Submissions will be unpacked, compiled and tested in a network-isolated container with characteristics shown in the following table:
|Processor||2x Intel Xeon E5-2640 v4 CPU (2.40 GHz)|
|Configuration||20 Cores / 40 Hyperthreads|
|Main Memory||Contestants are limited to 30 GB of main memory.|
|Operating System||Ubuntu 17.10 (GNU/Linux 4.13.0-32-generic x86_64)|
|Software||Autoconf 2.69, Automake 1.15, Boost 1.62, CMake 3.9.1, Go 1.8.3, Maven 3.5.0, Node.js 6.11.4, OpenJDK 8, Python 2.7.14, Python 3.6.3, Ruby 2.3.3, Rust 1.23.0, TBB 2017~U7, ant 1.9.9, clang 5.0, gcc/g++ 7.2.0, gccgo 7.2.0, jemalloc 3.6.0|
|Dockerfile||Dockerfile is available for download here|
A submission is considered to be rankable if it correctly processes all of the test workloads within their time limits. The leaderboard will show the best rankable submission for each team that has at least one such submission.
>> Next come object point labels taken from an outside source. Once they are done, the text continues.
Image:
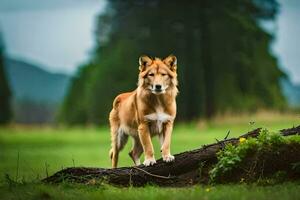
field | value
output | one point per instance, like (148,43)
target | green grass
(27,154)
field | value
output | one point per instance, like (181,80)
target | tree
(223,53)
(5,93)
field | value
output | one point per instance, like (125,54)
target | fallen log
(190,167)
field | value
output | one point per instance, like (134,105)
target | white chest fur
(159,118)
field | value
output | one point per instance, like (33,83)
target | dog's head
(158,75)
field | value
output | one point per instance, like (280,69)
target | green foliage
(5,93)
(232,156)
(224,59)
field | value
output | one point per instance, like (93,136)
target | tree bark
(191,167)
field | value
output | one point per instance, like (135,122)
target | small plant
(231,156)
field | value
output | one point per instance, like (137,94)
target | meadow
(28,154)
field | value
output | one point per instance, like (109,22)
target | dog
(146,112)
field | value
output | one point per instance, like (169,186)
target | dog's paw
(168,158)
(150,161)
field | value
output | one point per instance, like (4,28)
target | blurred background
(63,61)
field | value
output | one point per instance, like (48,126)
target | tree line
(224,59)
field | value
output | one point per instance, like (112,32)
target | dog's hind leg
(136,151)
(119,139)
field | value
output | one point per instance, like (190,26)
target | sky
(59,34)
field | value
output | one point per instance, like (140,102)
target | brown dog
(147,111)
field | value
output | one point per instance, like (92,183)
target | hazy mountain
(30,82)
(291,92)
(37,93)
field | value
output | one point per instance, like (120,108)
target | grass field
(28,154)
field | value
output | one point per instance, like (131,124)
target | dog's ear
(144,62)
(171,61)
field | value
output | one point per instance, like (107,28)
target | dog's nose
(157,87)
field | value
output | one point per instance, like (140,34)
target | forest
(224,58)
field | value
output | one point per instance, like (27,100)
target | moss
(233,155)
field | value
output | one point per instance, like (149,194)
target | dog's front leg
(145,138)
(165,148)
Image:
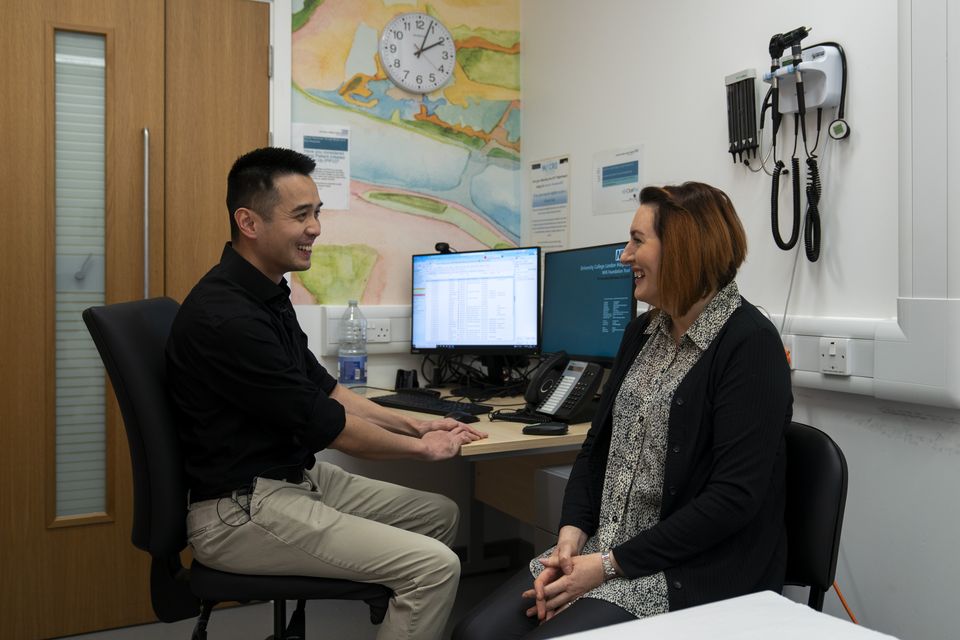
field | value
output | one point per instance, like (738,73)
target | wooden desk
(508,438)
(505,462)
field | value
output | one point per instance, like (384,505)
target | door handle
(146,212)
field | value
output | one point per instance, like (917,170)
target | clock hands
(435,44)
(424,41)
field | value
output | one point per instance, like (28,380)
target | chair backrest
(816,496)
(131,338)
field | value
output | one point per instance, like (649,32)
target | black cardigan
(721,532)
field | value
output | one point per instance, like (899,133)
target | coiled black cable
(775,206)
(811,223)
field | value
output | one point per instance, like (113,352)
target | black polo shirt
(254,399)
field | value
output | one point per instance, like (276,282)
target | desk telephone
(564,388)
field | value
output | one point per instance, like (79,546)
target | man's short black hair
(250,182)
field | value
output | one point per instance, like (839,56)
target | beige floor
(325,619)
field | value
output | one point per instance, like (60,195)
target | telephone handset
(564,388)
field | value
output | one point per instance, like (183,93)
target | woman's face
(642,255)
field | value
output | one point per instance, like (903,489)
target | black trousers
(502,615)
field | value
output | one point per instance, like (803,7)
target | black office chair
(131,338)
(816,495)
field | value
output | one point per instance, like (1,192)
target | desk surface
(508,437)
(758,616)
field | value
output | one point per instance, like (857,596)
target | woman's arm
(749,411)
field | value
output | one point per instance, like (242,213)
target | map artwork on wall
(439,167)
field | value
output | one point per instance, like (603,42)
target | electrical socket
(378,330)
(834,356)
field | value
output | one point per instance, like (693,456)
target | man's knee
(448,518)
(442,566)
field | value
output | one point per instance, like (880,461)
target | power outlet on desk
(835,356)
(378,330)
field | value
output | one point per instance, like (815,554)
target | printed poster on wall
(616,180)
(329,146)
(550,203)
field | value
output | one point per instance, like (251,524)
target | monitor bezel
(481,350)
(605,361)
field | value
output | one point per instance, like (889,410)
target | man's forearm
(372,412)
(363,439)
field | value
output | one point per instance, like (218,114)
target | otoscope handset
(778,44)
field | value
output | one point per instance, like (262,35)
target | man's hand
(445,424)
(440,445)
(560,563)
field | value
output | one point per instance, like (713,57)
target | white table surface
(758,616)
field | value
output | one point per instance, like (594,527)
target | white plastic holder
(822,73)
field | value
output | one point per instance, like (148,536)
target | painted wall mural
(423,169)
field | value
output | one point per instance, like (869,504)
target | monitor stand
(496,382)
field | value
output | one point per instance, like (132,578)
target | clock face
(417,52)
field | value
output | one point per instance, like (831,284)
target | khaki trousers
(339,525)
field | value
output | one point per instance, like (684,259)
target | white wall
(615,73)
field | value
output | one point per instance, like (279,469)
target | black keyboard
(525,417)
(429,404)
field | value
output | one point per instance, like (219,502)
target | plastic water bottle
(352,355)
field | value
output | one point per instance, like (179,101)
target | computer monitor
(587,302)
(481,303)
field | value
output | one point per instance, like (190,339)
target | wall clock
(417,52)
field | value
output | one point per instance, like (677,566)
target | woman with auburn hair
(677,496)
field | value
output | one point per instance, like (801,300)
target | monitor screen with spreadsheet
(476,302)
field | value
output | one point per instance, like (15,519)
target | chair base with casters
(816,497)
(131,339)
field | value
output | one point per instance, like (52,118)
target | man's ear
(247,221)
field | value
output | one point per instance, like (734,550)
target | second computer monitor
(587,302)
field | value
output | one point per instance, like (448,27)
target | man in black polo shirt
(257,405)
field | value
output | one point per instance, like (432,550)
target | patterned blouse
(633,484)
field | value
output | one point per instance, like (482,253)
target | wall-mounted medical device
(822,74)
(801,79)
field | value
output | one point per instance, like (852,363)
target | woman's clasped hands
(566,575)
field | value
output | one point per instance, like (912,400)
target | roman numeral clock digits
(417,52)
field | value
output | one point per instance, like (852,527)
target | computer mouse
(462,416)
(545,429)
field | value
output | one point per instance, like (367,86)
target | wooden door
(217,49)
(72,574)
(76,573)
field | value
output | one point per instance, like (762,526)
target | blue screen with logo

This script is responsible for running your sort executable, which should interact with our test harness according to the testing protocol, reading from a file path given and writing to a file path given..
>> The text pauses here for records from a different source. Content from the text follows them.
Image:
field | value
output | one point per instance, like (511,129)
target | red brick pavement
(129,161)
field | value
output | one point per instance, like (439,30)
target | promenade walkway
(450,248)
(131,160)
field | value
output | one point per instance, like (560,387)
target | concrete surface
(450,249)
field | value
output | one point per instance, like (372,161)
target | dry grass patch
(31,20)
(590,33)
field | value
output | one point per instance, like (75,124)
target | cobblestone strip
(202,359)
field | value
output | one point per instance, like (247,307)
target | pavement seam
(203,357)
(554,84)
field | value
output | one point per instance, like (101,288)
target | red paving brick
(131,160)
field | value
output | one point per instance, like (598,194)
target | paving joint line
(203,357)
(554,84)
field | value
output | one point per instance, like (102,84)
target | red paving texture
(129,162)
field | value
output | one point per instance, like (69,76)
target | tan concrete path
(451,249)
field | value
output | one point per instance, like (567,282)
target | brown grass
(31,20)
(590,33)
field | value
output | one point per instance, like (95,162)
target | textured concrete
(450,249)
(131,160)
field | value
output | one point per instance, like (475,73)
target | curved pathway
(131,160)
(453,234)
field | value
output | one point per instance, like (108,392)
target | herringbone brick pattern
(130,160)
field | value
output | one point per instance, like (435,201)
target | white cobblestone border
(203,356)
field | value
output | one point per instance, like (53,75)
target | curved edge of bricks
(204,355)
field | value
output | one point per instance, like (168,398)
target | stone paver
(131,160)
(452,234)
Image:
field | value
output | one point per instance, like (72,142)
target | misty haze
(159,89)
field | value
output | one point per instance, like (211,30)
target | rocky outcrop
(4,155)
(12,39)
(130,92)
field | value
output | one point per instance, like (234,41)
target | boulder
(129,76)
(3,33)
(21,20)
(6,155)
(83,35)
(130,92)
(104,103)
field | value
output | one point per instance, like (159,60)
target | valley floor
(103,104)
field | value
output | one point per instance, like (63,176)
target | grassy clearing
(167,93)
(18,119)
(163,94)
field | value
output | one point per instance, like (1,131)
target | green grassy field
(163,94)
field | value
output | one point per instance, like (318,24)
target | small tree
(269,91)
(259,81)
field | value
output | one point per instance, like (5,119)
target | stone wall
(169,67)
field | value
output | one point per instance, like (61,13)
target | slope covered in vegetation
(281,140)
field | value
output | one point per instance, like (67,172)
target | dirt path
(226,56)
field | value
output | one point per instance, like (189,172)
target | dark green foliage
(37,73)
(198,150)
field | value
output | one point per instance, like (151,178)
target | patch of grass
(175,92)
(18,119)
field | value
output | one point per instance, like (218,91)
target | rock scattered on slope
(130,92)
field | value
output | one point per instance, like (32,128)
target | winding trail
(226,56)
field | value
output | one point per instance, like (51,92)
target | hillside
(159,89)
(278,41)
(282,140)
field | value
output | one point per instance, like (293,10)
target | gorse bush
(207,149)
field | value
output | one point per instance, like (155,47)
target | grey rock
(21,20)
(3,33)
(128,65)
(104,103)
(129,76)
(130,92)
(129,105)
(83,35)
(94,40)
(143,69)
This file must contain information about the submission, including:
- team name
- for each team member: full name, e-mail, institution, department, and degree program
- advisor/supervisor name (if any)
- a brief description of the solution
- a list of the third party code used and their licenses
The package must contain all of the source code.
This shell script must be able to compile the source contained in the src directory. The produced executable file(s) must be located within the src directory. The benchmark environment is isolated and without internet access. You will have to provide all files required for successful compilation.
You can use the quick start package, which has the required format, as a starting point.
- The 2019 SIGMOD Programming Contest is open to undergraduate and graduate students from degree-granting institutions all over the world. However, students associated with the organizers' institution (University of Wisconsin - Madison) are not eligible to participate.
- Teams must consist of individuals currently registered as graduate or undergraduate students at an accredited academic institution. A team may be formed by one or more students, who need not be enrolled at the same institution. Several teams from the same institution can compete independently, but one person can be a member of only one team. There is no limit on team size. Teams can register on the contest site after 19 March, 2019.
- All submissions must consist only of code written by the team or open source licensed software (i.e., using an OSI-approved license). For source code from books or public articles, clear reference and attribution must be made. Final submissions must be made by 2 May, 2019, 23:59 CEST (UTC+02:00).
- All teams must agree to license their code under an OSI-approved open source license. By participating in this contest, each team agrees to publish its source code. The finalists' implementations will be made public on the contest website.
- A team is eligible for the prize if at least one of its members will come to present the work at the SIGMOD 2019 conference. The travel grants will only be granted to eligible teams.
- Contest submissions must match the criteria established by the Sort Benchmark contest. Values cannot be generated from just the first 20 bytes, the entire 100 byte value must be worked with and sorted in its entirety. Submissions that fail to do this will be disqualified once the contest period ends and the source code is examined.